王様からの呼び出し
勝てる。
そう思った瞬間、強く扉が叩かれる。
急ぎということか。
リオが振り向く。
「誰?」
返事はない。
もう一度。
叩く。重い音だ。
エリックが頷く。
リオが扉を開ける。
兵士がいた。
王宮の紋章を付けている。
息が荒い。
「至急だ」
空気が変わる。店のざわめきが止まる。
兵士が言う。
「国王陛下がお呼びだ」
早い、予想より早い。
エリックは肩をすくめる。
「仕事かな」
兵士は首を振る。
「それだけじゃない」
不穏。
シェリーが小さく言う。
「何かあった?」
兵士は周囲を見る。
客も猫人族いる。言葉を選ぶ。
「外で話す」
外に出た、風が冷たい。
人通りは多いが声を潜める。
兵士が低く言う。
「北で問題が起きた」
リオが眉をひそめる。
「北?」
辺境の開拓地だったはず。
エリックが聞く。
「猛獣の群れが村でも襲ったか?」
兵士は首を振る。

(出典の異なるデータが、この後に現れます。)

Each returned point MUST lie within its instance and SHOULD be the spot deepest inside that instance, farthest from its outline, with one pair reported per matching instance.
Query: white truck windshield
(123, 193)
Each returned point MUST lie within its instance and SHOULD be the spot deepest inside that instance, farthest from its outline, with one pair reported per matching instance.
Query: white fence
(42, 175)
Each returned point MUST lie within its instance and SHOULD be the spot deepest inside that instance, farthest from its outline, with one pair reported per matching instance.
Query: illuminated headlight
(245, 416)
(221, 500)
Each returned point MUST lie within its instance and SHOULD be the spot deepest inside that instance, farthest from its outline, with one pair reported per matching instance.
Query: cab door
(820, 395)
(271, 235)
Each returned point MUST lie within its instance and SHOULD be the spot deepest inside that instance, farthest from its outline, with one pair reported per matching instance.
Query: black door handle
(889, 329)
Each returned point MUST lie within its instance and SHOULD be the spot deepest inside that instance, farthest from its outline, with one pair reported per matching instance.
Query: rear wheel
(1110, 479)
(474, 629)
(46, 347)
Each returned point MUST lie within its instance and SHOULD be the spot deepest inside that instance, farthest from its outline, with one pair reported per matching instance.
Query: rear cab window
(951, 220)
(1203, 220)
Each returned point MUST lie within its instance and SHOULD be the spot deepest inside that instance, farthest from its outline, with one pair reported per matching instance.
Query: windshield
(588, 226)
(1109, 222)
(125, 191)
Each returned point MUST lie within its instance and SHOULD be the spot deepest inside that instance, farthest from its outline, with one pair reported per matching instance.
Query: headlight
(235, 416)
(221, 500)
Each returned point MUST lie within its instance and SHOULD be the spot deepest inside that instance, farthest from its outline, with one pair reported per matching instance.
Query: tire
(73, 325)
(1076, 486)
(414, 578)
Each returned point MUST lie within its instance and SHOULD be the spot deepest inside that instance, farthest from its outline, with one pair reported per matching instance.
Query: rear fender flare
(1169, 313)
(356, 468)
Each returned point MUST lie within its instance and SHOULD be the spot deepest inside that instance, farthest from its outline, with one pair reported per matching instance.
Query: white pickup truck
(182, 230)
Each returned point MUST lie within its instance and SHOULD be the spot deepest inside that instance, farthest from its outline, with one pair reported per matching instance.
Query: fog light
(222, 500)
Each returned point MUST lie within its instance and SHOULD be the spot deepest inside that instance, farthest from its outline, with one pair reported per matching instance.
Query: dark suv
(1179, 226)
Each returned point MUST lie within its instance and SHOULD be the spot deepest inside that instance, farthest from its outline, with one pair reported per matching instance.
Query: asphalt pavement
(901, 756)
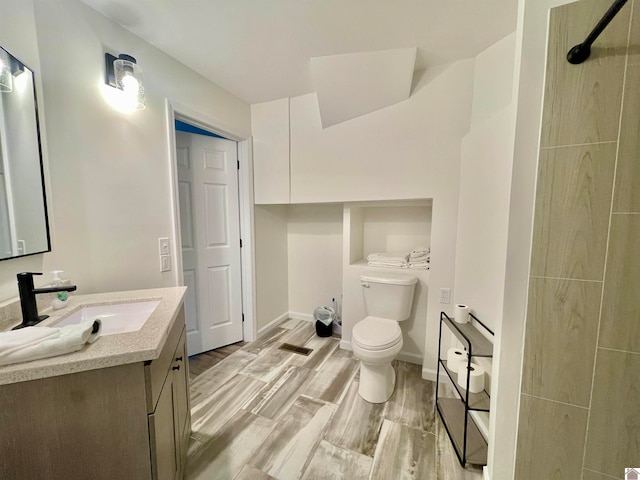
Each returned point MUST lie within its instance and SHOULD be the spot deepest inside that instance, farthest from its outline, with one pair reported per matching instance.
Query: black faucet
(28, 294)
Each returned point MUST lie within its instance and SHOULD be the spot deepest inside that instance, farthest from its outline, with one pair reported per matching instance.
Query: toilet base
(377, 382)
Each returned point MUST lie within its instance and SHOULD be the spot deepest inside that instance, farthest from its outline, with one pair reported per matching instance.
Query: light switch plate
(165, 263)
(445, 295)
(163, 245)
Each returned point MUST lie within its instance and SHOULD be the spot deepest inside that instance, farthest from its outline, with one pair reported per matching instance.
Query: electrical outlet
(445, 295)
(163, 246)
(165, 263)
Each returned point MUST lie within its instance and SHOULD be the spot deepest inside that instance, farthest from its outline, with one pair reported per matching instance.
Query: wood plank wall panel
(582, 103)
(543, 427)
(627, 191)
(583, 107)
(619, 325)
(573, 203)
(561, 332)
(634, 40)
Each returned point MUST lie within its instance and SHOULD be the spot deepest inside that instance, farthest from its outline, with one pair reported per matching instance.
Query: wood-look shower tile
(252, 473)
(447, 464)
(561, 332)
(582, 102)
(216, 376)
(591, 475)
(356, 425)
(331, 382)
(322, 348)
(404, 453)
(210, 414)
(572, 208)
(272, 338)
(634, 39)
(627, 191)
(334, 463)
(293, 440)
(551, 439)
(619, 325)
(278, 396)
(224, 453)
(412, 402)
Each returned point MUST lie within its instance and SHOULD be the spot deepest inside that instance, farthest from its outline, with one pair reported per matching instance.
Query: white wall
(18, 36)
(315, 257)
(109, 171)
(485, 181)
(408, 150)
(530, 68)
(271, 261)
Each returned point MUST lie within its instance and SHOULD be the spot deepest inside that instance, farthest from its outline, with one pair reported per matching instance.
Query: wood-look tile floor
(261, 413)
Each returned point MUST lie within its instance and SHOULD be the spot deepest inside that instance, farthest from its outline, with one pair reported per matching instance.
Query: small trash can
(324, 317)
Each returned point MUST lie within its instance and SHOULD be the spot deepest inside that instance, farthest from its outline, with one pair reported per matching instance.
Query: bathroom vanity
(117, 409)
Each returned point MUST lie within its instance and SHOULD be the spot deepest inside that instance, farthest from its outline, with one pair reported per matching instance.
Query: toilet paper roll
(461, 314)
(455, 358)
(476, 377)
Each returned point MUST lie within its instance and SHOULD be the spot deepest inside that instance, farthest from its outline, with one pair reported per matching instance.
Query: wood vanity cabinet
(169, 417)
(124, 422)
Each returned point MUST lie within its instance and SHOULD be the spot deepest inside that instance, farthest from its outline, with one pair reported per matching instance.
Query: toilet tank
(388, 295)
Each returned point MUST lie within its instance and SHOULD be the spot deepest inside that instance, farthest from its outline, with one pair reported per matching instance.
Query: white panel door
(210, 230)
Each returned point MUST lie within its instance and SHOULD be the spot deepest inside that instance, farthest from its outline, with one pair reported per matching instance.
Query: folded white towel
(33, 343)
(388, 264)
(388, 257)
(424, 265)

一度ためらう。
そして。
「人だ」
沈黙、短いが空気が重い。
シェリーが息をのむ。
「戦?」
兵士は答えない。だが否定もしない。
代わりに言う。
「トラップの納品を前倒しする」
急ぎ、最優先。そして王命。
エリックは頷く。
「わかった」
迷いはない。
兵士が続ける。
「発射装置もだ」
量。
質。
どちらも要求される。
限界。
だがやるしかない。
リオが口を開く。
「ガラスは?」
兵士がちらりと店を見る。
人だかり。売れている。
価値がある。そして言う。
「それも使う」
意外に思った。
エリックが目を細める。
「どう使う?」
兵士は短く答える。
「視るためだ」
窓。
望遠。
観測。
意味が繋がる。
エリックが小さく笑う。
「なるほど」
使い道が増えた。ただの商品じゃない。
道具、戦の道具。
シェリーが不安げに言う。
「大丈夫?」
誰に向けた言葉かわからない。
エリックは答える。
「大丈夫じゃなくてもやる」
それだけ。とてもシンプルだ。
兵士が頷く。
「すぐ来てくれ」
王宮への呼び出し。
エリックは振り返る。
店。工房。
猫人族たち。
みな忙しく動いている。
止められない。
リオが言う。
「ここは任せて」
強い目でこちらを見ている。
シェリーも頷く。
「作る。いっぱい!」
頼もしい限りだ。
エリックは歩き出す。
兵士と並んで、そして王宮へ。
石畳に靴音が響く。
頭の中で考える。
トラップ。
発射装置。
ガラス。
組み合わせ。
新しい形。
戦い方を変えられる、かもしれない。
王都の空に煙が上がる。
工房の煙が増えている。
国が動く。
その中でエリックも動く。
止まらない。止まれない。
王宮の門が開く。
新しい、大きい何かが始まろうとしていた。